A subsequent assessment by the Defense Intelligence Agency, as has been widely reported, found the information supplied by Chalabi's defectors to be "of little or no use." This introduces the hair-raising possibility that the Pentagon spread Chalabi's WMD disinformation to journalists while knowing it wasn't true -- or simply not caring whether it was or not. "It seems that Chalabi may have been paid by the U.S. government," Friel and Falk write, "to give what was known to be false or suspect information to the Times about Iraqi WMD at critical moments that supported the work of the Pentagon's Office of Special Plans," the Wolfowitz unit that coordinated strategy for the Iraq invasion.
Looking too closely into the Miller affair, then, would raise the question of how America's leading newspaper, which prides itself on its impartiality and its "non-crusading" character, was so readily hypnotized by a mendacious administration that it splashed that government's most spectacular untruths across the front page, over and over again. This question goes well beyond Judith Miller or Howell Raines or Bill Keller, all of whom have to look in the mirror every day and wonder to what extent they are responsible for a misguided war that has cost thousands of human lives and now feels like a bottomless disaster. Jayson Blair was just a weird kid who told some fibs.

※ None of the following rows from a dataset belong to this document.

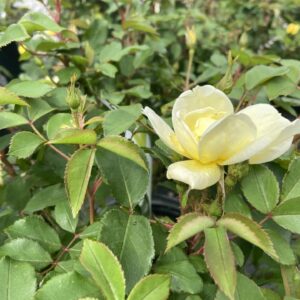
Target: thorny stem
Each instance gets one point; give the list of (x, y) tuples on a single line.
[(189, 69), (91, 195), (7, 165), (50, 145)]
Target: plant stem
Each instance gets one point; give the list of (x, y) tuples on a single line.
[(189, 69), (50, 145)]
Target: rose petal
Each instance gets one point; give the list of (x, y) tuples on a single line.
[(164, 131), (230, 136), (195, 174)]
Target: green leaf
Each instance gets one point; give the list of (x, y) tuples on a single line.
[(27, 251), (7, 97), (187, 226), (13, 33), (9, 119), (261, 188), (23, 144), (124, 167), (38, 108), (18, 280), (107, 69), (69, 286), (75, 136), (287, 215), (48, 196), (130, 239), (245, 289), (111, 52), (260, 74), (138, 23), (280, 86), (291, 181), (29, 88), (291, 281), (57, 123), (119, 120), (220, 260), (64, 218), (104, 268), (39, 22), (184, 277), (248, 230), (78, 172), (152, 287), (283, 249), (35, 228)]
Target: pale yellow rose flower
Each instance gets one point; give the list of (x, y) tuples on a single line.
[(293, 28), (210, 135)]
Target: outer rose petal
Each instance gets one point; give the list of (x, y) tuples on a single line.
[(279, 146), (228, 137), (202, 97), (164, 131), (269, 124), (195, 174)]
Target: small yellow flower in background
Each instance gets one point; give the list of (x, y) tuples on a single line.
[(209, 134), (190, 37), (21, 49), (293, 29)]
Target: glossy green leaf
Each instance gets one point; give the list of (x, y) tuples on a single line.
[(152, 287), (9, 119), (104, 268), (64, 218), (18, 280), (23, 144), (248, 230), (187, 226), (184, 277), (287, 215), (124, 167), (69, 286), (48, 196), (291, 281), (220, 260), (35, 228), (30, 88), (26, 250), (8, 97), (261, 188), (119, 120), (245, 289), (107, 69), (291, 181), (78, 172), (130, 239), (280, 86), (13, 33), (75, 136), (36, 21), (283, 249), (260, 74)]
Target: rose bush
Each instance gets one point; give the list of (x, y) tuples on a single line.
[(86, 208), (207, 131)]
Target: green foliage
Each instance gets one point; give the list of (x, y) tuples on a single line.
[(104, 268), (86, 211), (17, 280)]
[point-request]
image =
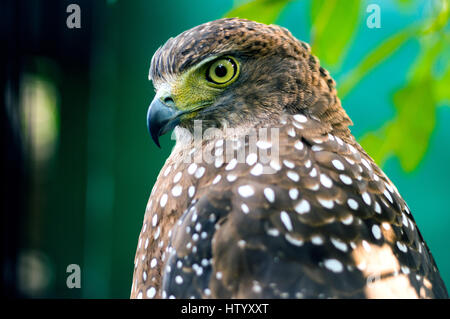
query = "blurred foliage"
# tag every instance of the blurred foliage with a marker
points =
(264, 11)
(334, 24)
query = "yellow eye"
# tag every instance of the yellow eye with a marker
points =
(222, 71)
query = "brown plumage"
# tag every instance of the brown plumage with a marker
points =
(320, 220)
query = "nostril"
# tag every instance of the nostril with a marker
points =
(169, 101)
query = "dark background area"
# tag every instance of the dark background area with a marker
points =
(78, 164)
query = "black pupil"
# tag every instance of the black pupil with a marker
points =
(220, 70)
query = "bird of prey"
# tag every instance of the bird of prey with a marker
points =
(276, 198)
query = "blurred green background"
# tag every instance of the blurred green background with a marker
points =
(77, 99)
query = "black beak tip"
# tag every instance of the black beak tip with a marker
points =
(160, 119)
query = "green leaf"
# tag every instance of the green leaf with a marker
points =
(442, 87)
(408, 135)
(264, 11)
(373, 59)
(333, 25)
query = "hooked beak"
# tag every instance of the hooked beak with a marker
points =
(161, 118)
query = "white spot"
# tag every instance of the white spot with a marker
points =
(191, 191)
(345, 179)
(293, 193)
(377, 208)
(269, 194)
(219, 143)
(299, 145)
(257, 170)
(352, 149)
(192, 168)
(151, 292)
(366, 164)
(293, 241)
(339, 244)
(405, 270)
(264, 145)
(338, 164)
(286, 220)
(348, 220)
(317, 240)
(291, 132)
(293, 176)
(218, 161)
(366, 198)
(402, 247)
(298, 125)
(163, 200)
(167, 171)
(154, 220)
(325, 181)
(179, 279)
(231, 165)
(199, 172)
(388, 196)
(302, 207)
(177, 177)
(251, 159)
(366, 246)
(177, 190)
(217, 179)
(353, 204)
(275, 165)
(245, 208)
(288, 164)
(317, 141)
(376, 231)
(273, 232)
(308, 164)
(326, 203)
(246, 191)
(158, 231)
(334, 265)
(300, 118)
(404, 220)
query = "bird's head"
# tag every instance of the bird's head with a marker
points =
(232, 72)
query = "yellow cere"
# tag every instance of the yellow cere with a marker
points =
(200, 86)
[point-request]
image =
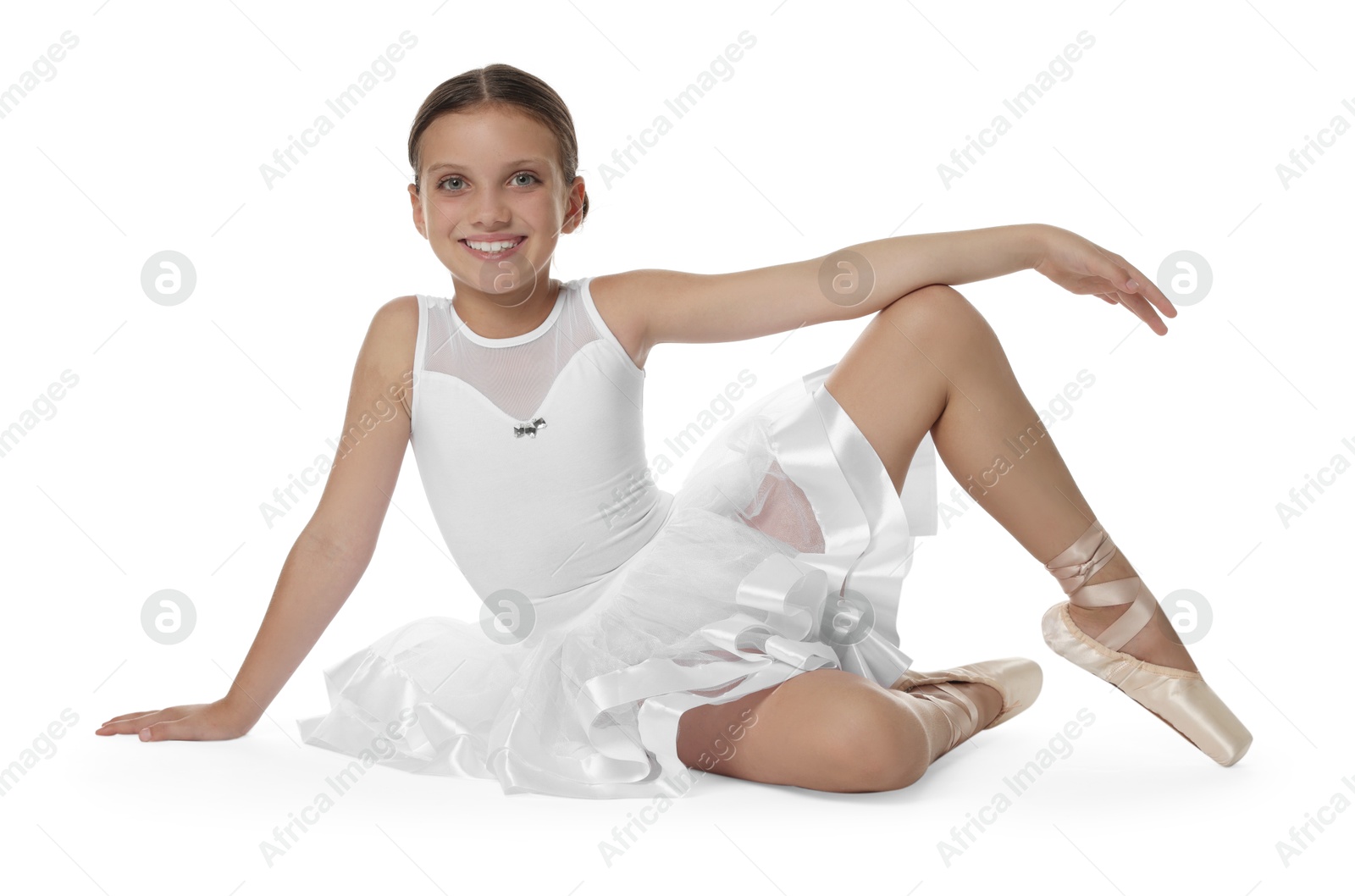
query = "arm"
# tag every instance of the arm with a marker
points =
(332, 550)
(864, 278)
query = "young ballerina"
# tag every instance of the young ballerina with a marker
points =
(745, 624)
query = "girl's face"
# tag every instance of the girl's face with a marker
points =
(491, 176)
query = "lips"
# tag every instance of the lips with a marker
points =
(495, 255)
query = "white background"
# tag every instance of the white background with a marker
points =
(149, 472)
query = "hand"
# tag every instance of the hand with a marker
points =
(194, 722)
(1083, 268)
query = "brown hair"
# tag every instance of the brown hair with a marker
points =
(501, 85)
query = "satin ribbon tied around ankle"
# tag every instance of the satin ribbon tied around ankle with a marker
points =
(1079, 563)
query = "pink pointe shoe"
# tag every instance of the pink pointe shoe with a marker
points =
(1015, 678)
(1179, 697)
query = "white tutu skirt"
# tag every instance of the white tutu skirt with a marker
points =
(783, 550)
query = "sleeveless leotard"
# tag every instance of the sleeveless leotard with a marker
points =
(532, 448)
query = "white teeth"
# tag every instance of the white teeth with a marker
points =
(499, 246)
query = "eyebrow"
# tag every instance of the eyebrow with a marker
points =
(510, 164)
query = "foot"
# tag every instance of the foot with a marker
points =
(988, 701)
(1158, 643)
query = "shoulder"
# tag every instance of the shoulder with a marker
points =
(386, 358)
(393, 331)
(622, 300)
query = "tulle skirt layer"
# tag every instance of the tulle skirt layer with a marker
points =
(783, 550)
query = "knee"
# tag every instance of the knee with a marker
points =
(877, 743)
(939, 315)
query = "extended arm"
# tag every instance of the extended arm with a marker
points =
(866, 277)
(332, 550)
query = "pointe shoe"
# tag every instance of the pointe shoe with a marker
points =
(1179, 697)
(1015, 678)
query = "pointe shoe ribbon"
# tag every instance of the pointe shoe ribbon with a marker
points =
(1015, 678)
(1179, 697)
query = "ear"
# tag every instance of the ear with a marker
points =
(418, 212)
(573, 205)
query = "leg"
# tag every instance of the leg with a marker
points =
(826, 729)
(930, 362)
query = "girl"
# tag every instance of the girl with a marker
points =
(745, 624)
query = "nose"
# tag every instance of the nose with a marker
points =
(491, 210)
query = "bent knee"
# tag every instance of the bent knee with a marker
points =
(878, 743)
(939, 315)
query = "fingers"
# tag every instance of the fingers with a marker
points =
(126, 724)
(174, 729)
(1144, 311)
(132, 715)
(1145, 288)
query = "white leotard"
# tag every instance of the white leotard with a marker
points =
(532, 448)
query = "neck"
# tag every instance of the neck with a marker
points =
(506, 315)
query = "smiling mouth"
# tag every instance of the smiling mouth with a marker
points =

It's easy for a book reviewer to sit here and second-guess the Times' reporting on Iraq long after the fact. The individual who bears ultimate responsibility for the Iraq war is George W. Bush, and he might well have gone ahead with his long-desired invasion if the Times had never swallowed any of Chalabi and Wolfowitz's bunkum (and, for that matter, if 9/11 had never happened). Of course, you or I didn't know that when Colin Powell gave his fateful audiovisual presentation to the United Nations in February 2003, he was pretty much pulling it out of his butt. Almost every reporter has been hoodwinked by a source and, if he or she is honest, can imagine being swept up in scoop-fever to the point of making Miller's mistakes, egregious as they were.
No, the fundamental question about the future of the New York Times, in the Keller era and beyond, is whether it can recover a sense of true impartiality and independence, or whether its editors and managers have become so snuggly with power, so seduced by the corroded political discourse of our time, that they define "impartiality" as a point of perpetual, semi-neutral waffledom, halfway across the infinitesimal distance between Joe Lieberman and John McCain.
Friel and Falk quote from the legendary opinion of late Supreme Court Justice Hugo Black in the 1971 Pentagon Papers case, when the court ruled that the Times could publish the leaked documents in defiance of the Nixon White House: "In the First Amendment, the Founding Fathers gave the free press the protection it must have to fulfill its essential role in our democracy," Black wrote. "Only a free and unrestrained press can effectively expose deception in government. And paramount among the responsibilities of a free press is the duty to prevent any part of the government from deceiving the people and sending them off to distant lands to die of foreign fevers and foreign shot and shell."
Seen in this light, the Jayson Blair case was an embarrassing sideshow, nothing more. With the bogus WMD stories reported by Miller and approved by various editors, the Times -- which, for all its flaws, remains the last, best hope for American journalism -- disgraced itself and betrayed its essential role in what remains of our democracy. We have to hope that Bill Keller, Arthur Sulzberger Jr. and about 1,200 other people who work on 43rd Street understand that.